Women are not supplied with sanitary napkins or substitutes, prisoners'
relatives are not allowed to bring cotton, napkins or toilet paper for security reasons
(these articles can contain illegal correspondence or prohibited items). It is extremely
difficult to receive even bandages. Menstruating women have to use washed (at best) scraps
of prison clothing, pillows, mattress stuffing, and sometimes even newspapers.
Apart from such diseases common among prisoners as scabies, dysentery,
tuberculosis, there is a danger of catching venereal diseases because among prisoners
there are a lot of homeless women and railway station prostitutes in SIZOs and IVSs. Poor
sanitary conditions (one toilet and one sink), lack of detergents, toilet articles, and
clean clothing and overcrowding make these diseases highly contageous.

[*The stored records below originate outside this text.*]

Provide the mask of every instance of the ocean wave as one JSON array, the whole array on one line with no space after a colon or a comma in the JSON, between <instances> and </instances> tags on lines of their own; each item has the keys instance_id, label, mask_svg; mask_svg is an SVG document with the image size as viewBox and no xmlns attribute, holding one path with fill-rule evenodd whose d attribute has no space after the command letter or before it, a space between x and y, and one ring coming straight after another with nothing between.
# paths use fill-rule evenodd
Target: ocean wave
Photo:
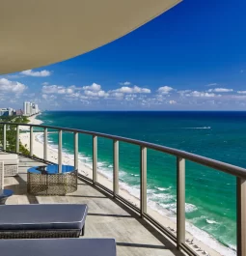
<instances>
[{"instance_id":1,"label":"ocean wave","mask_svg":"<svg viewBox=\"0 0 246 256\"><path fill-rule=\"evenodd\" d=\"M150 200L162 200L162 201L171 201L175 199L175 196L172 194L166 194L166 193L152 193L150 197Z\"/></svg>"},{"instance_id":2,"label":"ocean wave","mask_svg":"<svg viewBox=\"0 0 246 256\"><path fill-rule=\"evenodd\" d=\"M211 127L203 127L203 128L211 128Z\"/></svg>"},{"instance_id":3,"label":"ocean wave","mask_svg":"<svg viewBox=\"0 0 246 256\"><path fill-rule=\"evenodd\" d=\"M37 139L43 143L43 136L37 136ZM57 152L57 144L55 144L53 141L49 141L49 145L53 151ZM68 157L73 159L73 154L70 152L67 151L66 149L63 149L64 154L67 155ZM79 160L85 164L87 167L90 169L93 168L92 164L92 157L86 156L83 154L79 154L78 156ZM100 162L98 161L98 172L102 173L104 176L106 176L109 180L112 180L112 164L109 164L107 162ZM111 169L109 169L111 168ZM140 187L139 185L131 185L124 182L124 178L129 176L128 173L121 171L120 170L120 185L123 189L125 189L129 194L134 196L135 198L140 198ZM131 176L134 177L134 174ZM159 213L161 215L164 215L168 217L169 219L173 220L174 222L176 221L175 214L177 213L177 203L176 203L176 197L170 193L167 192L162 192L160 191L168 191L171 186L169 187L160 187L160 186L155 186L155 189L148 189L148 195L150 194L150 196L148 196L148 206ZM158 193L159 191L159 193ZM155 193L154 193L155 192ZM127 198L126 198L127 199ZM163 203L161 203L163 202ZM192 213L197 211L198 208L193 205L186 203L185 204L185 213ZM217 222L211 219L205 218L205 221L207 224L216 224ZM218 251L222 255L227 255L227 256L235 256L235 246L234 245L230 245L229 247L223 246L218 241L213 239L208 233L197 228L194 226L192 223L186 221L186 230L196 238L196 240L199 240L203 242L205 244L207 244L209 247L214 248L216 251Z\"/></svg>"},{"instance_id":4,"label":"ocean wave","mask_svg":"<svg viewBox=\"0 0 246 256\"><path fill-rule=\"evenodd\" d=\"M205 219L205 222L206 223L208 223L208 224L218 224L218 222L217 221L215 221L215 220L210 220L210 219Z\"/></svg>"},{"instance_id":5,"label":"ocean wave","mask_svg":"<svg viewBox=\"0 0 246 256\"><path fill-rule=\"evenodd\" d=\"M172 186L169 187L158 187L158 186L154 186L156 189L160 190L160 191L166 191L169 190L170 188L172 188Z\"/></svg>"},{"instance_id":6,"label":"ocean wave","mask_svg":"<svg viewBox=\"0 0 246 256\"><path fill-rule=\"evenodd\" d=\"M185 229L194 237L196 240L201 241L205 244L207 244L210 248L213 248L217 252L219 252L221 255L227 255L227 256L235 256L235 250L234 246L232 245L232 247L226 247L222 245L217 240L212 238L208 233L205 231L203 231L190 222L186 221L185 223Z\"/></svg>"},{"instance_id":7,"label":"ocean wave","mask_svg":"<svg viewBox=\"0 0 246 256\"><path fill-rule=\"evenodd\" d=\"M161 207L171 211L174 213L177 213L177 203L170 204L159 204ZM195 205L185 203L185 213L190 213L197 211L198 208Z\"/></svg>"}]
</instances>

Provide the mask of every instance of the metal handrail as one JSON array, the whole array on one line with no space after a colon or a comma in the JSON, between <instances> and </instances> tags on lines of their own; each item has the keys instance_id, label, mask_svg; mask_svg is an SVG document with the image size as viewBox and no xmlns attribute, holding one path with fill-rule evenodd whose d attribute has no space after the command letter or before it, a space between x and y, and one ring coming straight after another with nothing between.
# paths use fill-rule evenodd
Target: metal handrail
<instances>
[{"instance_id":1,"label":"metal handrail","mask_svg":"<svg viewBox=\"0 0 246 256\"><path fill-rule=\"evenodd\" d=\"M111 134L106 134L106 133L101 133L101 132L96 132L96 131L90 131L90 130L84 130L84 129L76 129L76 128L61 128L61 127L51 127L51 126L41 126L41 125L29 125L29 124L14 124L14 123L0 123L0 125L14 125L14 126L21 126L21 127L34 127L34 128L51 128L51 129L58 129L58 130L63 130L63 131L68 131L68 132L78 132L82 134L88 134L92 136L98 136L98 137L103 137L103 138L108 138L116 141L122 141L122 142L126 142L134 145L138 145L141 147L146 147L151 150L159 151L162 153L166 153L175 156L182 157L187 160L205 165L206 167L211 167L213 169L240 177L243 179L246 179L246 169L232 165L230 163L218 161L212 158L208 158L205 156L202 156L196 154L188 153L185 151L181 150L177 150L174 148L170 147L165 147L161 146L158 144L154 143L150 143L146 141L141 141L141 140L136 140L136 139L130 139L130 138L125 138L125 137L121 137L117 135L111 135Z\"/></svg>"},{"instance_id":2,"label":"metal handrail","mask_svg":"<svg viewBox=\"0 0 246 256\"><path fill-rule=\"evenodd\" d=\"M96 131L75 129L68 128L60 128L52 126L42 126L42 125L30 125L30 124L15 124L15 123L0 123L3 125L3 149L6 150L6 126L16 126L16 153L18 153L19 145L19 127L29 127L30 128L30 156L33 156L33 128L43 128L44 143L43 143L43 158L47 159L47 129L55 129L58 131L58 164L59 170L62 165L62 134L65 132L72 132L74 134L74 166L78 166L78 134L92 135L93 140L93 184L96 186L103 187L102 185L97 183L97 137L103 137L111 139L113 141L113 156L114 156L114 167L113 167L113 191L112 194L116 199L121 199L123 202L125 199L119 195L119 141L134 144L140 147L140 174L141 174L141 188L140 188L140 214L150 222L152 222L155 227L159 228L161 225L156 223L153 218L147 214L147 149L155 150L161 153L172 155L177 156L177 246L179 249L190 248L185 244L185 159L192 162L199 163L201 165L210 167L227 174L236 177L236 213L237 213L237 256L246 256L246 169L191 154L185 151L177 150L174 148L169 148L153 143L149 143L145 141L140 141L136 139L130 139L125 137L121 137L117 135L105 134ZM106 188L106 187L104 187ZM107 189L107 188L106 188ZM108 190L108 189L107 189ZM127 205L131 205L128 203ZM132 205L132 208L134 206ZM165 234L168 234L164 227L161 227ZM169 234L170 238L173 239L172 233ZM193 252L196 255L195 252Z\"/></svg>"}]
</instances>

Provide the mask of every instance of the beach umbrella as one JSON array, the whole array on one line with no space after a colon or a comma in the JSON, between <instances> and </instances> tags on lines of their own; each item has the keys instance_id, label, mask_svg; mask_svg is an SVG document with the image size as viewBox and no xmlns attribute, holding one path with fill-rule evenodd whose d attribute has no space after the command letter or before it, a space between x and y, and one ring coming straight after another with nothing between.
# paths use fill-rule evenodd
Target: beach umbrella
<instances>
[{"instance_id":1,"label":"beach umbrella","mask_svg":"<svg viewBox=\"0 0 246 256\"><path fill-rule=\"evenodd\" d=\"M180 0L0 0L0 74L83 54Z\"/></svg>"}]
</instances>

The quality of food defies criticism. First-time prisoners, prefer to
go hungry rather than to touch prison food during first two weeks.
Soup is usually made of spoiled potatoes, carrots and cabbage. Oats or
pearl barley or badly scraped, often spoiled vegetables are the second course. Fish is
cooked with innards and scales. Starch is often added to porridge. Prison food lacks
vitamins and has a disgusting smell. Such poor nutrition results in constipation, hair
loss, skin diseases, and festering and bursting skin. Cells are infested with bugs,
cockroaches, lice, mice and the like.
When prisoners are let out of their cells for daily exercise or for a
shower, they are always guarded by staff equipped with clubs and sometimes dogs.

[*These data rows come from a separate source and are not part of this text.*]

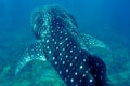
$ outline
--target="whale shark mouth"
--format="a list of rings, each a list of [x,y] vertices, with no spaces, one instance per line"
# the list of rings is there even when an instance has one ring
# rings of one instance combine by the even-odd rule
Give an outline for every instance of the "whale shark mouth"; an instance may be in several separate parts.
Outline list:
[[[32,26],[39,41],[23,53],[15,74],[31,60],[48,60],[68,86],[107,86],[105,63],[89,53],[90,41],[83,43],[87,38],[77,31],[77,23],[66,10],[57,5],[37,9]]]

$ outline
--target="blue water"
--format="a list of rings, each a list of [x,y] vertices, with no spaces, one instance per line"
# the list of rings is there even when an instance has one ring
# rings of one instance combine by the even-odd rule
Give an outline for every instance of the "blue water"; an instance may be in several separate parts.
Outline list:
[[[11,59],[17,55],[16,49],[20,53],[34,41],[31,12],[47,4],[68,10],[81,32],[102,40],[110,48],[130,49],[130,0],[0,0],[0,58]],[[130,51],[127,53],[130,56]]]

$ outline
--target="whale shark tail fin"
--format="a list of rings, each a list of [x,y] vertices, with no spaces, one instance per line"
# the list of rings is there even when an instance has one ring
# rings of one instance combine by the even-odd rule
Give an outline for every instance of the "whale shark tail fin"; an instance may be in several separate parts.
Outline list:
[[[96,86],[108,86],[106,76],[106,67],[102,59],[98,56],[89,56],[90,71],[95,80]]]

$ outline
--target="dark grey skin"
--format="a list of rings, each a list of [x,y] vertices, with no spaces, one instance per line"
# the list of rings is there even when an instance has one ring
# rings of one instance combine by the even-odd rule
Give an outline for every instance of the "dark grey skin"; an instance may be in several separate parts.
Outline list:
[[[82,48],[77,23],[67,11],[57,5],[37,9],[31,24],[39,41],[23,54],[16,74],[30,60],[49,60],[68,86],[107,86],[104,62]]]

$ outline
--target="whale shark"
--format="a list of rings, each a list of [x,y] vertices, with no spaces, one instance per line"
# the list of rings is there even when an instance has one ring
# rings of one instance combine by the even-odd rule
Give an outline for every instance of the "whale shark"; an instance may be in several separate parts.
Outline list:
[[[89,53],[69,12],[58,5],[36,9],[31,26],[37,42],[21,56],[15,74],[38,59],[50,61],[67,86],[108,86],[105,63]]]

Violations of discipline are punished by 10 days in an isolation cell, where it is cold,
damp, and mice- or rat-infested, with a bed that folds out only at night, inmates are
deprived of books, newspapers, daily exercise, showers, cigarettes. There is evidence that
women have been locked up in very small rooms (0,51 square meters) called
"boxik", where they could be kept for several hours (sometimes before a meeting
with an investigator, most likely, to make them more amenable) or a day. Women in these
"boxiks" are not let out to go to toilet and they are not given water. One woman
reported that she had spent 24 hours in a "boxik" where the floor was covered
with excrement. Women are supposedly sent to cells with specially chosen inmates (for
example, former MVD officer was in the same cell with repeat offenders) by the order of
the investigator.
The female wing of the Butyrka prison (Moscow) holds 500 women (50 of
them are girls from 14 to 18 years old). It is damp and stuffy even in corridors, let
alone cells and the walls are covered with mold. Female cells are not as overcrowded as
male’s, but even here there are about 30 or 40 inmates in cells with 20 bunk beds.Hair
falling out, skin diseases, festering and bursting skin on legs are the consequences of
such nutrition. Cells are infested with bugs, cockroaches, lice, mice, etc.